Customer data is a highly valuable asset that is easily copied and stolen
New research from DQM Group supports the view that data theft is a common business practice, especially among departing employees.
This directors’ briefing provides:
- The main findings of the data theft research.
- Straightforward advice on reducing the risks to your organisation from data breach and theft by your employees.
We surveyed directors, senior managers and customer-facing staff in over 500 major organisations during May and June 2010.
First, we asked respondents about their views on staff taking data (such as customer and prospect details) from one company to another.
Then we briefed respondents on developments in securing customer and prospect data and asked what they thought the impact would be.
- Companies have begun ‘seeding’ their databases and contact management systems with false contacts. These contacts are actually agents who report any approaches to the company. With seeding, it’s almost inevitable that use of stolen data will be spotted and traced to the illegitimate user.
- The Information Commissioner has been given powers to fine companies up to £500,000 where a serious data breach has occurred
Staff attitudes to data theft
Most respondents in our survey believed employees often take customer data with them when they leave a company. Many didn’t think this could be prevented – and didn’t know that it is illegal.

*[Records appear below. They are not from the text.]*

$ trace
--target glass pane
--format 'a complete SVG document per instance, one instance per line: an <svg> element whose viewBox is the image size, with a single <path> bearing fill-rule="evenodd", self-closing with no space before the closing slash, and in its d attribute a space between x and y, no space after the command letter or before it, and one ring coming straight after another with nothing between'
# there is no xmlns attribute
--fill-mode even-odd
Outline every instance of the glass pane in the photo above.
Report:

- Over 76% of respondents believed it is common practice for sales and marketing staff to take customer contact data with them when they leave an organisation. For respondents within sales and marketing departments this rose to over 81%.
- Over 50% felt that customer information was the type of data most likely to be stolen by employees.
- Over 52% felt there is no way to spot data theft after an employee has left.
- Over 50% felt that there are no effective legal penalties for employees found guilty of data theft.
- 56% believed that stealing customer data is on the increase. This rose to 64% in medium sized organizations (299–1000 staff), and 62% in major organizations (over 2,500 staff).
- Half of all respondents felt that their companies did not adequately protect their customer data.
- Most worryingly of all, over 80% of respondents felt that staff should be allowed to take customer data with them to their next job.
Staff reaction to developments in data protection
After a briefing on new data protection solutions and penalties, respondents felt that colleagues would be far less likely to take data if their organizations showed it was thoroughly protected – and that any theft would be strongly dealt with.
70% of respondents felt that theft would decrease significantly if false contacts (‘seeds’) were added to the data to catch thieves, and if all use was monitored and the seeding was publicised to all staff.
This increased to 75% for respondents in sales and marketing roles and 74% for major organizations (over 2,500 staff).
Over 80% of respondents believe their organizations do not add seeds to data currently.Over 76% believed theft would drop significantly if companies made it clear they would take thieves to court if necessary, with guilty parties being hit with substantial fines.
Over 80% said their companies did not make them aware of new fines of £500,000 imposed for serious data breaches. This increased to nearly 85% for those in sales and marketing, the departments where there is most risk of theft.
36% of respondents thought it should not be illegal for staff to take customer details to their next job. This increased to over 47% for those in large companies (1000–2,499 staff).45% of respondents who were aware that fines exist felt that the fines are not high enough.
Implications for your organization
It should be a Board priority to ensure your organisation has the highest standard of data security, and a culture where all staff appreciate the value of data and understand that you take data security very seriously.